Why have property investors flocked to this area of the buy to let market?

COVID-19 meant that the majority of us were forced to stay at home for the best part of 12 months between 2020 and early 2021. When the world finally transitioned back to some form of normality, travelling abroad for a holiday didn’t seem as necessary for many people as it did before, it certainly wasn’t as easy, with many countries operating stringent policies to counter rising infections.

Whilst there were already many professional landlords with holiday properties in their portfolio, and a significant number expressing interest, this change in consumer behaviour has accelerated activity for many.

Lenders have recognised this growth and as such, more and more are offering holiday let products than ever before. This increase in products is a good thing for potential investors as the lenders are fighting for the business.

What to consider before you invest in a holiday property

Remember this isn’t primarily a second home. It is a property purchased with the intention of renting it out to holidaymakers on a short-term basis.

To qualify for business rates relief, the following criteria must be met:

  • The property must be furnished and available as a holiday let for a minimum of 140 days a year.
  • The property must be physically let for at least 70 days a year.
  • The maximum length of a single holiday stay can be no more than 31 days.

What are the benefits?

For furnished holiday lets, landlords should still be able to deduct mortgage interest payments from their rental income before paying tax.
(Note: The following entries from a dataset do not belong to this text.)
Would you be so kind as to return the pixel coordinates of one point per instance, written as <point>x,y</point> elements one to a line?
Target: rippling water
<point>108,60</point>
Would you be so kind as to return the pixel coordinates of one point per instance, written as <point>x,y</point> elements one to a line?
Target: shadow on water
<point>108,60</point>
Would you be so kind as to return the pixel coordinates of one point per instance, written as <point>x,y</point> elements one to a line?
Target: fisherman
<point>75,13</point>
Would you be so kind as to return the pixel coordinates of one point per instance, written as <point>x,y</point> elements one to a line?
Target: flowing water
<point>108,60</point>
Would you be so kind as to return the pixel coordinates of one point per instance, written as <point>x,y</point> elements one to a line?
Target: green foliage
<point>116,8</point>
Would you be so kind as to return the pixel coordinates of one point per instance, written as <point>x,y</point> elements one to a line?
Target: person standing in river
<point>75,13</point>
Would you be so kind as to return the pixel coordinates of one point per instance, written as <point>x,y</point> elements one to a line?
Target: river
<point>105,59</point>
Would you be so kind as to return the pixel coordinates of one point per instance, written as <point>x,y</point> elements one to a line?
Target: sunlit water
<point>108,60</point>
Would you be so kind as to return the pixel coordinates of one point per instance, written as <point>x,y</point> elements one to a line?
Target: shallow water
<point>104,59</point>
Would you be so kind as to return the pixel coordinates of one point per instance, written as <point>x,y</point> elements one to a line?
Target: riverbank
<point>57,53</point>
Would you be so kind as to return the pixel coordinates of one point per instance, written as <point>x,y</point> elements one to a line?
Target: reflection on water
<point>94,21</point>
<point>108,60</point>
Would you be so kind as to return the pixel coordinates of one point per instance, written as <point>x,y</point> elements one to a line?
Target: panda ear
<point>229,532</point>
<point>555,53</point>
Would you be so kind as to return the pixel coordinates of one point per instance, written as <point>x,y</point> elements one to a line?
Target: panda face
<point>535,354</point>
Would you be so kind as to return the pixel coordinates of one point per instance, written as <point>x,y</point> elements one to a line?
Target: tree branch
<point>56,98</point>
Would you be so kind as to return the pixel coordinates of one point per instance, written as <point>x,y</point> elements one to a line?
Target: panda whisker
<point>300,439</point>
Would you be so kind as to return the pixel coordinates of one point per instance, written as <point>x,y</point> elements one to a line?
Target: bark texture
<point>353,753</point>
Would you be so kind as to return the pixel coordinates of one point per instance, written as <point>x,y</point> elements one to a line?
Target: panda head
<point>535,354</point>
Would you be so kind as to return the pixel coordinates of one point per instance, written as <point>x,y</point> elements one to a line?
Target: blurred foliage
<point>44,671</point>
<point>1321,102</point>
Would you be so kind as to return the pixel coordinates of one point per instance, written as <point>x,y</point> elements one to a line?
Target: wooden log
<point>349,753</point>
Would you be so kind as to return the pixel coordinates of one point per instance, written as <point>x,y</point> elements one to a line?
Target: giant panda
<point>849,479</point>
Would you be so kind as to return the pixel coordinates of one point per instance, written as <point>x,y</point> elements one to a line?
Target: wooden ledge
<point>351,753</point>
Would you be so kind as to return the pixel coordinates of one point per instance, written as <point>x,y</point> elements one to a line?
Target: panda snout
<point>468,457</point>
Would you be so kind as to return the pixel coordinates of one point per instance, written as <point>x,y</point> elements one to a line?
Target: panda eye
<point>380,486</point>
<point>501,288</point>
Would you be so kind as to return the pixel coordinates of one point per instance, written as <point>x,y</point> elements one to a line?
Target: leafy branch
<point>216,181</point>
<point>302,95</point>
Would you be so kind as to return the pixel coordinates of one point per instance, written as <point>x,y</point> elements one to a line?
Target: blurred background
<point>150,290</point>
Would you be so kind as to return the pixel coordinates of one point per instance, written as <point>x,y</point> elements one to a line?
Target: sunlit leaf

Energy and gardening amongst others costs can also be offset against the profit, bringing down a landlords tax bill. In comparison, a traditional buy to let no longer enjoys any mortgage interest relief.

In addition to the financial positives, many lenders also allow you to occupy the property yourself for a limited time per year.

Are there any potential pitfalls with a short term rental property?

 

With a typical buy to let property, tenants will be on at least a 6 month tenancy agreement. Holiday properties can be more complicated to manage with regular guests to consider, cleaning, and overall management of the property.
Some tourist hotspots can suffer from overinflated property prices which can mean investors are waiting longer to see a profit. Lender criteria is also typically more stringent for holiday lets than standard BTLs.
With many companies competing to advertise a holiday property – from the likes of Air BnB to Sykes Cottages – it would be easy to assume that securing guests was a foregone conclusion. Remember guests can never be guaranteed, and it would be prudent for anyone considering this type of BTL to factor in rental voids.

 

Final verdict on holiday buy to lets

 

With any property investment we would always recommend doing your homework. This is just a whistle-stop tour on a few points you should think about when considering this area of the market. Further research and professional advice will need to be considered before you proceed with any plans.

 

This is not guaranteed income, there can be periods of fluctuations in rent as well as rental voids.